# Moose plow height



## RPK1 (Oct 5, 2015)

My son just bought a Grizzly 700 with a Moose plow. I am trying to figure out a way to "suspend" the winch cable up higher so as not to rip the hook off of the winch cable when we raise the plow too high. 

Thanks for any help or pictures that may be out there.

RPK1


----------



## Squires (Jan 9, 2009)

To be clear, you're worried about raising the plow to the point of the push frame coming in contact with the atv frame and continuing to pull to the point that the hook will separate from the cable?
That's highly unlikely from past experience.
you can feel the strain come on the winch and have plenty of time to let off as the spool comes tight.

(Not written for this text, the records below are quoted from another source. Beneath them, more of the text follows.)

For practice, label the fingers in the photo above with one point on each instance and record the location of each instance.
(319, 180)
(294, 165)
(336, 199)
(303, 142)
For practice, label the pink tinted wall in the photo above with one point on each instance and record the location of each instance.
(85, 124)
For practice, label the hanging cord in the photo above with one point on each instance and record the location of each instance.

Other possibilities are a winch strap from a boat trailer winch as steel cables can/will rust in the right salt conditions and the cables will snap.
I broke the synthetic line on my Sportsman twice last year, both times i went to full trip and the plow was enroute to rotate fully unter the ATV and the tention came onto the line and it broke.


----------



## RPK1 (Oct 5, 2015)

Thanks so much for that advise. Plowing with the ATV will be new for him this year. I did notice that the winch moves quit slow therefore it most likely be a problem. Thanks again

RPK1


----------



## sublime68charge (Dec 28, 2007)

can you post up a pic of your plow and winch setup?

there are some tricks of the trade but just knowing when the plow is up and let go of the up button will help
alot.


----------



## RPK1 (Oct 5, 2015)

I found the simple fix. We will get a rubber stop bumper that the cable runs through and cushions the stop of the winch hook. $15.00 fix

RPK1


----------